Summarize

OpenAI discovers the reason why AI chatbots hallucinate, suggests fix

By Akash Pandey

Sep 06, 2025

03:19 pm

What's the story

OpenAI has discovered the root cause of hallucinations in large language models (LLMs). The issue isn't forgetfulness or creativity, but rather a tendency to bluff. A new paper from OpenAI explains that these models are not programmed to lie, but are rewarded for guessing when uncertain, which improves their test performance. This is similar to how students guess answers on exams even if they don't know them.

Evaluation bias

AIs are evaluated on how well they guess

OpenAI's researchers have pointed out that the current evaluation process for language models rewards guessing over silence. They explained, "Humans learn the value of expressing uncertainty outside of school, in the school of hard knocks. On the other hand, language models are primarily evaluated using exams that penalize uncertainty." This results in AIs appearing overly confident even when they're wrong.

Solution proposal

Changing evaluation method instead of rebuilding models

To tackle this issue, OpenAI suggests changing the evaluation method instead of rebuilding the models from scratch. The company argues that "the root problem is the abundance of evaluations that are not aligned." They propose adjusting primary evaluations to stop penalizing abstentions when uncertain.

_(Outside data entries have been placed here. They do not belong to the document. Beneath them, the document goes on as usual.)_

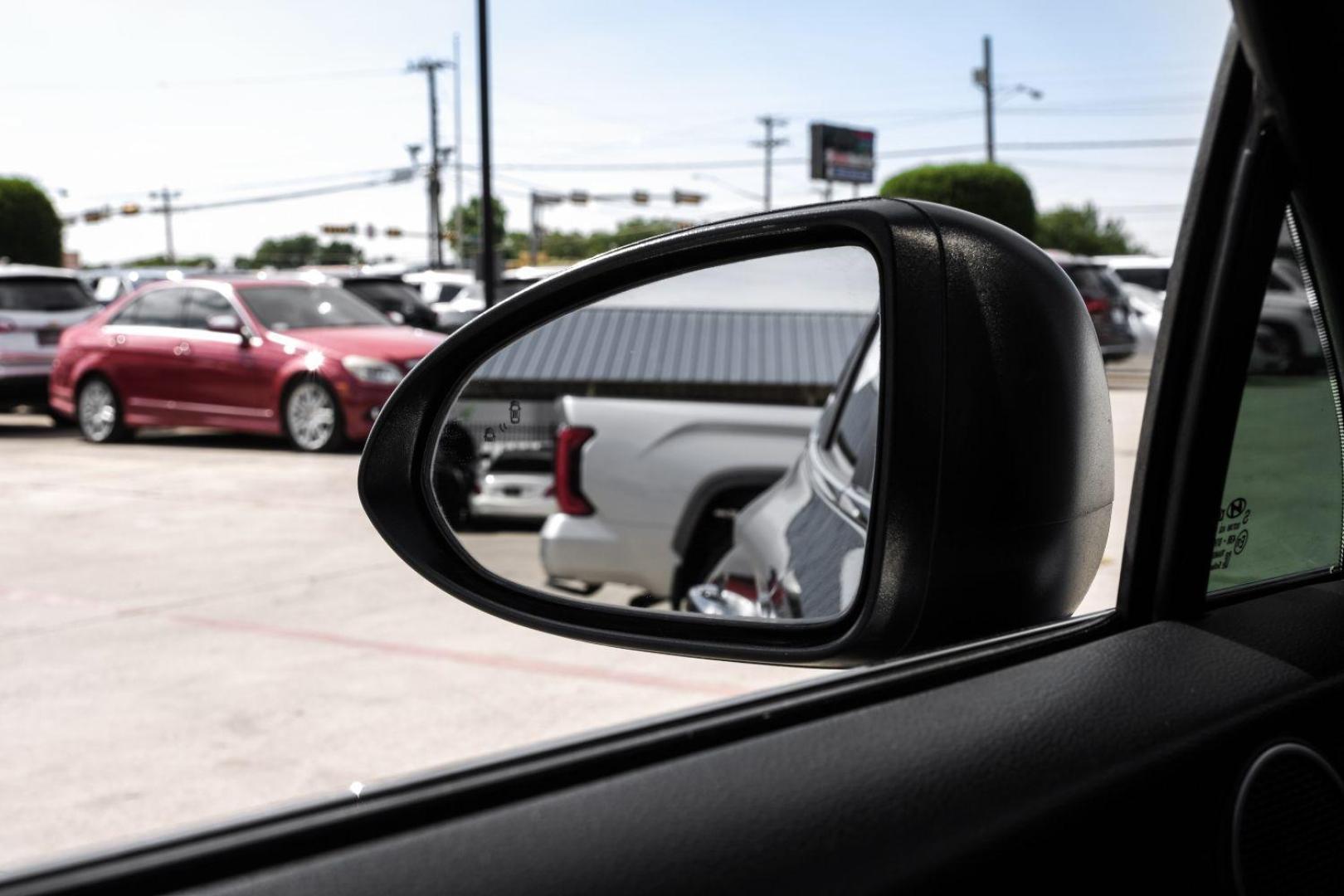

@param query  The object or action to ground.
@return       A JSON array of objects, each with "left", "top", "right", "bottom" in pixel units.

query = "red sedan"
[{"left": 50, "top": 280, "right": 444, "bottom": 451}]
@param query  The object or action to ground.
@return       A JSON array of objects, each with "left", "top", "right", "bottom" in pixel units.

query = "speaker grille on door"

In a blog post accompanying the paper, they wrote, "The widely used, accuracy-based evals need to be updated so that their scoring discourages guessing."

Balanced response

Shift in focus from improving AI to evaluating them

OpenAI's approach to evaluating AIs is a major shift from the industry's focus on making chatbots faster, smarter, and more articulate. The company hopes that by tweaking the way AIs are evaluated, it can create models that provide measured and reliable responses instead of "fake it till you make it." This is especially important when users seek medical advice or financial guidance from their AI assistants.